OpenAI also states explicitly that it does not optimise for time spent in ChatGPT, and that user trust and experience take precedence over revenue.
But commitments are only the starting point.
ChatGPT is not search or social – and that matters
People do not use ChatGPT in the same way they use a search engine or scroll a social feed.
They think with it. They draft with it. They explore half-formed ideas, test language, ask questions they might not ask elsewhere. The interface feels conversational and, to many users, implicitly private.
That perception – whether technically accurate or not – creates a much higher bar for trust.
Advertising in search sits alongside links. Advertising in social feeds sits among posts. Advertising in a conversational assistant feels closer to advice, reflection, or collaboration.
This is why the stakes are different.
Data privacy – where trust will be tested first

OpenAI is clear that advertisers will not have access to user conversations and that data will not be sold. That distinction is important.
However, ads will be shown when they are “relevant” to the current conversation. That immediately raises understandable questions for users:
- What aspects of a conversation are analysed to determine relevance?
- How is inference separated from disclosure?
- How does this interact with ChatGPT’s growing use of memory and personalisation?
None of these questions implies bad faith. But they do highlight how easily confidence can be shaken if users feel the boundaries are unclear or shifting.
The Wall Street Journal reports that OpenAI CEO Sam Altman previously warned that introducing ads into ChatGPT could erode trust with users if they believe the chatbot’s answers are being influenced by advertisers.
OpenAI states unequivocally that advertising will not influence ChatGPT’s answers. Ads will be separate, clearly labelled, and subordinate to the response.
Even so, users may reasonably ask a subtler question: not whether answers change, but whether their interpretation does.
When a sponsored product or service appears beneath an answer, especially in a conversational context, some users will inevitably wonder about influence, even if none exists. That is not a technical problem – it is a human one.
Trust is fragile. Once users begin second-guessing motivation, it is difficult to rebuild confidence, however robust the underlying systems may be.
Transparency and control help – but they are not enough
There is much to commend in OpenAI’s approach so far. Publishing principles in advance, offering clear controls, excluding sensitive categories, and maintaining ad-free paid tiers all signal seriousness.
But transparency statements do not, on their own, create trust. Trust is earned over time through consistent behaviour, clear explanations, and credible responses when concerns arise.

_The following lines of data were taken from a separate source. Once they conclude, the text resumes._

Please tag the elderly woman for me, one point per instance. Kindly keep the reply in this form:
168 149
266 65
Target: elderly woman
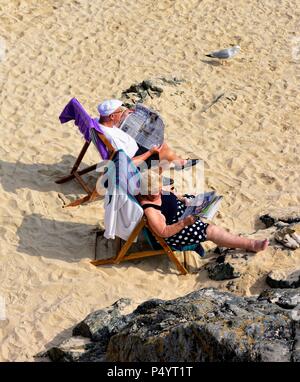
163 211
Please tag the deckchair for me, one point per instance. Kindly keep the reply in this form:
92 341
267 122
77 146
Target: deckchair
91 132
158 244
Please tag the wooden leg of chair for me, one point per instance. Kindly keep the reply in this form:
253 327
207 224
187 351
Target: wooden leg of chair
171 255
88 198
71 176
80 156
129 242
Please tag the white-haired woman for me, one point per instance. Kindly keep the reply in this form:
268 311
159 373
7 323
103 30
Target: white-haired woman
163 211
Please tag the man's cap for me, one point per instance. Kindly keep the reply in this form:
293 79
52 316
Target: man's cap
109 106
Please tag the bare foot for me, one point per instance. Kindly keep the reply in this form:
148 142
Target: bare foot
259 245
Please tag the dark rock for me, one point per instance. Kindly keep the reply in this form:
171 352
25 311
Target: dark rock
138 93
280 279
285 298
267 220
222 271
102 324
206 325
286 215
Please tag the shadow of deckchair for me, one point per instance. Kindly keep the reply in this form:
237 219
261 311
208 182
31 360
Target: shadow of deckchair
66 241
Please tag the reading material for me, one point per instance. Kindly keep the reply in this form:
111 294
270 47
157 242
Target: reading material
203 205
145 126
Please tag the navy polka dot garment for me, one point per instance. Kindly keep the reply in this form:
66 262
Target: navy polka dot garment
193 234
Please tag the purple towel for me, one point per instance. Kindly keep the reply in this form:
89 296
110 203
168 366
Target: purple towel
74 110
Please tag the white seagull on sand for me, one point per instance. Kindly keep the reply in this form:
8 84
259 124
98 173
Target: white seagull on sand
225 54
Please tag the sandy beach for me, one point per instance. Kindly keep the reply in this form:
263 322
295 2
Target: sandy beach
92 50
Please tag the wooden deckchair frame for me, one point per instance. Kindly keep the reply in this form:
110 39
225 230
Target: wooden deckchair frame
92 194
121 255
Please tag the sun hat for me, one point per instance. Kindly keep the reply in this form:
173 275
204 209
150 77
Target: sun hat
107 107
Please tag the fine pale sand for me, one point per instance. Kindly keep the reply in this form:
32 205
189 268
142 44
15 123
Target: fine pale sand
92 50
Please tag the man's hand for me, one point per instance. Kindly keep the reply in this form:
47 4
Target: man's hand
155 149
189 220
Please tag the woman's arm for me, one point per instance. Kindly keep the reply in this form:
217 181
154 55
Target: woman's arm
157 222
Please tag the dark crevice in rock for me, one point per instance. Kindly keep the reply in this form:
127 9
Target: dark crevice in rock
206 325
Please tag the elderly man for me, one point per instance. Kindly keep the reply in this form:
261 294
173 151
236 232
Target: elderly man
112 113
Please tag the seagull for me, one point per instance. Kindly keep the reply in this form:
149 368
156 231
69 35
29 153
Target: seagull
224 54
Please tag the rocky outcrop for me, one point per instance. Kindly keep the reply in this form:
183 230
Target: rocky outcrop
206 325
222 271
287 215
138 93
285 298
289 236
281 279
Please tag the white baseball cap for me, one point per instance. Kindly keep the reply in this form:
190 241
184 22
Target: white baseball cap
109 106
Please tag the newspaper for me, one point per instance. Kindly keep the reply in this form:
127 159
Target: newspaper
203 206
145 126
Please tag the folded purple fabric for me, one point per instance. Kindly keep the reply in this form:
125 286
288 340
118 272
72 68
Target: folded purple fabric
74 110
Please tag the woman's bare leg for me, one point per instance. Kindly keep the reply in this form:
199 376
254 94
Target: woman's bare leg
166 153
225 239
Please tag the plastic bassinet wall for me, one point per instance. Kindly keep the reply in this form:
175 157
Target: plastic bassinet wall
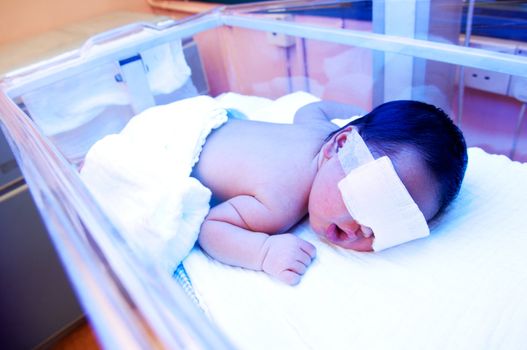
52 113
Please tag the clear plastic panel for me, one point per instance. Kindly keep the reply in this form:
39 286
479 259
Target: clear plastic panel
359 52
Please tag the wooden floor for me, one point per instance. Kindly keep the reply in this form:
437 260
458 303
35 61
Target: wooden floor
81 337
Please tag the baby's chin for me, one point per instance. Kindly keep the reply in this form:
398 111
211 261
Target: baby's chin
359 244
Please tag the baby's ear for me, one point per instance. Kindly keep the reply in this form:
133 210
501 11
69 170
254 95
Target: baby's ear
331 147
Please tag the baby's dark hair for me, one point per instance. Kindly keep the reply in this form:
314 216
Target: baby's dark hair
425 128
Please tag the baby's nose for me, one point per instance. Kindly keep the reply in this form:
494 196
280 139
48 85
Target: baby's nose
350 226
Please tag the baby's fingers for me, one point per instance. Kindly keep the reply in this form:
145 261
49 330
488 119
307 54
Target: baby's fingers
290 277
298 267
308 248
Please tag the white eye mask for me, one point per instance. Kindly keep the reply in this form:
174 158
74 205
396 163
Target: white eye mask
376 197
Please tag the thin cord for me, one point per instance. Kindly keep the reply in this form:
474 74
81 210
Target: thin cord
518 130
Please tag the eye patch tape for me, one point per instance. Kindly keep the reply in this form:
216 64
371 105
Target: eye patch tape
376 197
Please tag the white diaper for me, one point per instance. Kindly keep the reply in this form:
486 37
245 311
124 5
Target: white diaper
141 178
376 197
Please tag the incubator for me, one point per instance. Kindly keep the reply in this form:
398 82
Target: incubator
357 52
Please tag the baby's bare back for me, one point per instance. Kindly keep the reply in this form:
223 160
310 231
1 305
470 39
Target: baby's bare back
275 163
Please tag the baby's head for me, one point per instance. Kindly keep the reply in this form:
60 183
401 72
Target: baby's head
426 149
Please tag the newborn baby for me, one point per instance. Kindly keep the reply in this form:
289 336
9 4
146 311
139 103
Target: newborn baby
266 177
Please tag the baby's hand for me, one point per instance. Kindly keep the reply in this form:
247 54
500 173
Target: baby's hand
287 257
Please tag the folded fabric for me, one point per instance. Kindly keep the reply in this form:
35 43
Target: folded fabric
141 178
66 104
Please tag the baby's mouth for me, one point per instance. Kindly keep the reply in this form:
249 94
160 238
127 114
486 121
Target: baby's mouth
335 234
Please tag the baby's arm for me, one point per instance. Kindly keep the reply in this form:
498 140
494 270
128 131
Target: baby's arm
234 233
326 111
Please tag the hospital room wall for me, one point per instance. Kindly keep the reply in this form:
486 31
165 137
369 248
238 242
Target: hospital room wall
248 62
251 62
23 18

The real test will not be this announcement. It will be how OpenAI behaves six months, a year, and several product cycles from now.
Why this matters for communicators
This shift is not just relevant to OpenAI users. It matters to anyone involved in communication, reputation, or organisational trust.
AI tools are becoming part of the information environment itself, not just another channel. How they are funded, governed, and explained will increasingly shape public confidence.
Communicators will need to help organisations answer questions such as:
- Can we trust AI-assisted outputs?
- How is data handled and protected?
- What commercial incentives sit behind the tools we use?
These are not abstract concerns. They are becoming everyday questions.
While advertising in ChatGPT was inevitable, the careful way OpenAI is approaching it suggests the company understands what is at stake.
ChatGPT works because people trust it. Advertising will only work if that trust survives contact with reality.
And that is a test no policy document can pass on its own. This is one for the humans.